Liu also says there is a limit to how much Yelp can improve their spam detection, since natural language — or the way we speak, read, and write — “is very tough for computer systems to detect.”
But Liu doesn’t think putting a human being in charge of figuring out which reviews are spam or not will solve the problem. “Human beings can’t do it,” he says. “Some people might get it right, some people might get it wrong. I have fake reviews on my webpage and even I can’t tell which are real or not.”
You might notice that I’ve only mentioned Yelp reviews thus far, despite the fact that Google reviews — which appear in the business description box on the right side of the Google search results page under “reviews” — is arguably more influential. That’s because Google’s review operations are, frankly, even more mysterious.
While businesses I spoke to said Yelp worked with them on identifying spam reviews, none of them had any luck with contacting Google’s team. “You would think Google would say, ‘Something is fucked up here,’” Knapp says. “These are IP addresses from overseas.
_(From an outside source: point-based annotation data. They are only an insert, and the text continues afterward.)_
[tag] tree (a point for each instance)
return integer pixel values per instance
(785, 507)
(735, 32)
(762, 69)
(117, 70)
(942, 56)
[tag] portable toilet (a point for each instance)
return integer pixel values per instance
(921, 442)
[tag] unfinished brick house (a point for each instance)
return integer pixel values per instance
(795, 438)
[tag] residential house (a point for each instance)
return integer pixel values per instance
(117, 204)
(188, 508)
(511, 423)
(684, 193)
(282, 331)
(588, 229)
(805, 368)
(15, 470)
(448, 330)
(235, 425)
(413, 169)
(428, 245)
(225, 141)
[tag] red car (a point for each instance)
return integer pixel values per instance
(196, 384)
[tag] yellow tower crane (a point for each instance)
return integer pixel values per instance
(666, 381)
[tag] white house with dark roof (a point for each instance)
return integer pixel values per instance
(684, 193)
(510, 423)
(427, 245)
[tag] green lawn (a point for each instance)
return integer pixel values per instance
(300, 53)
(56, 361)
It really undermines the review platform when things like this are allowed to happen.”
Google did not respond to multiple requests for comment; however, within a few hours of our call, Knapp said some problematic reviews on Google had cleared up for him. Smith said he had not yet gotten any response from Google about reviews, save for automated responses saying that multiple reviews he had flagged did not qualify getting taken down because “the reviews in question don’t fall under any of the violation categories, according to our policies.”
Spam reviews aren’t going anywhere and will continue to be a problem for years to come. And the fact remains that online communities — like the European anti-vaxxers that descended upon Mother’s Ruin’s reviews — can destroy faraway livelihoods with the click of a star rating.
Those ratings haunt business owners like Smith. “I still have folks putting one-star reviews on our Google listing,” he says. “Outliers pull down averages, that’s math. It’s a pretty effective means of attack for the folks who do this.”
Knapp feels equally frustrated and helpless. “We’re just trying to survive through the most traumatic experience that’s ever hit the hospitality industry,” he says. “The idea that we are under attack by this community and there is no real vehicle to combat it, that’s frustrating.”